Episode 201: Who Is Left To Be Inspired
Every time we are near an election, it feels like the outreach to Black voters is particularly lackluster, then after the election, we play the voter blame game. To discuss organizing on the ground 365 days a year and share strategies on inspiration, L. Joy brings a plaintiff in the redistricting case before the Supreme Court Merrill v. Milligan, Evan Milligan to the front of the class.
Homework:
**Get our family, friends, organizations, associates, ect. vote ready asap (verify voter registration, find out poll site, find out what is on the ballot). Share your vote plan with L. Joy
Find out about the case on Redistricting before the Supreme Court Merrill v. Milligan https://www.naacpldf.org/merrill-v-milligan-supreme-court/
Civic Engagement Tables are usually not for profit, non-partisan groups that may provide technical tools, training, and collaboration to do civic engagement around states/municipalities. Is there a civic engagement table in your area? Email L. Joy and let her know joy@sundaycivics.org
Check out Alabama state civic engagement table Alabama Forward https://alforward.org/
Check out State Voices https://www.statevoices.org/get-involved/
Our Guest:
Evan Milligan is the executive director of Alabama Forward, a statewide civic engagement table advancing efforts of nonpartisan organizations throughout Alabama to expand the voter base, protect voting rights, and make election systems as accessible as possible.

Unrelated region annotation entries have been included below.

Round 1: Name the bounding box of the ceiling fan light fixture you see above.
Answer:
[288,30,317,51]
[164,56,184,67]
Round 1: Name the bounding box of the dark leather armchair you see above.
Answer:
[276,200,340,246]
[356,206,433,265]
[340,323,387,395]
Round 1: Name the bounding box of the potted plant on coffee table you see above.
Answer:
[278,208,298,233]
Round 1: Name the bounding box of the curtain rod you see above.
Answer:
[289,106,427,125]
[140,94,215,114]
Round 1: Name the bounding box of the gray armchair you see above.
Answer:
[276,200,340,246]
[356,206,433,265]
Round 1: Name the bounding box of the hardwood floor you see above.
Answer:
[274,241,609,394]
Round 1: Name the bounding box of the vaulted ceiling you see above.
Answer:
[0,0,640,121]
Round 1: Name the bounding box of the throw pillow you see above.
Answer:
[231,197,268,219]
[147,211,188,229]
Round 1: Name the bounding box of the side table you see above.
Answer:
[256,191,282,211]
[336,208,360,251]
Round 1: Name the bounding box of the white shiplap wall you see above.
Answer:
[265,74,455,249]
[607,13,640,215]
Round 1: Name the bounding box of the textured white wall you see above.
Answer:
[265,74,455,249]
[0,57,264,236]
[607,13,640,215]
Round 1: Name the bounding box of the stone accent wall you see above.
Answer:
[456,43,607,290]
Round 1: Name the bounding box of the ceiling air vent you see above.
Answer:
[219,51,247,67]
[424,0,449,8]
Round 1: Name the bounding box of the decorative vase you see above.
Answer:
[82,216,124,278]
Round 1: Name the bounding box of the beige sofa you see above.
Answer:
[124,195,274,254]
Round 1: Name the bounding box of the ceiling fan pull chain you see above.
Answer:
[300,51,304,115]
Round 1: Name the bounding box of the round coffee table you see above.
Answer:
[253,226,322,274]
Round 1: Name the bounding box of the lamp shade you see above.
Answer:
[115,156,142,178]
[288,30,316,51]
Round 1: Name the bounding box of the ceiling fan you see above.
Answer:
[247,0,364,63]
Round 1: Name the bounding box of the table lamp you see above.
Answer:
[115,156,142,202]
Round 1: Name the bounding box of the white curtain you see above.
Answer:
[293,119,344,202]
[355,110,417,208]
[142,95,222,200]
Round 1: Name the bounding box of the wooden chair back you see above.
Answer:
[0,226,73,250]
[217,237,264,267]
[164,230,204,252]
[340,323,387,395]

Milligan previously worked as a paralegal, law fellow, and program manager with the Equal Justice Initiative (EJI), a criminal defense/human rights law firm that also produces public narrative content regarding American's history of anti-Black violence and structural racism. Via that work with EJI, he participated in restorative justice oriented re-entry services, services for incarcerated clients, and also memorialization services recognizing the lives of Black victims of racial terror lynching. He was able to directly participate in the erection of 8-9 historical markers that acknowledge the lives of racial terror lynching victims in Texas, Tennessee, Florida, Alabama, Georgia, and Maryland.
He was as a policy advisor for Precinct One of the Harris County Commission (Houston, Texas), leading a research and proposal drafting effort that effectively argued for the establishment of community based violence interruption and hospital based violence prevention programs in Harris County/Houston.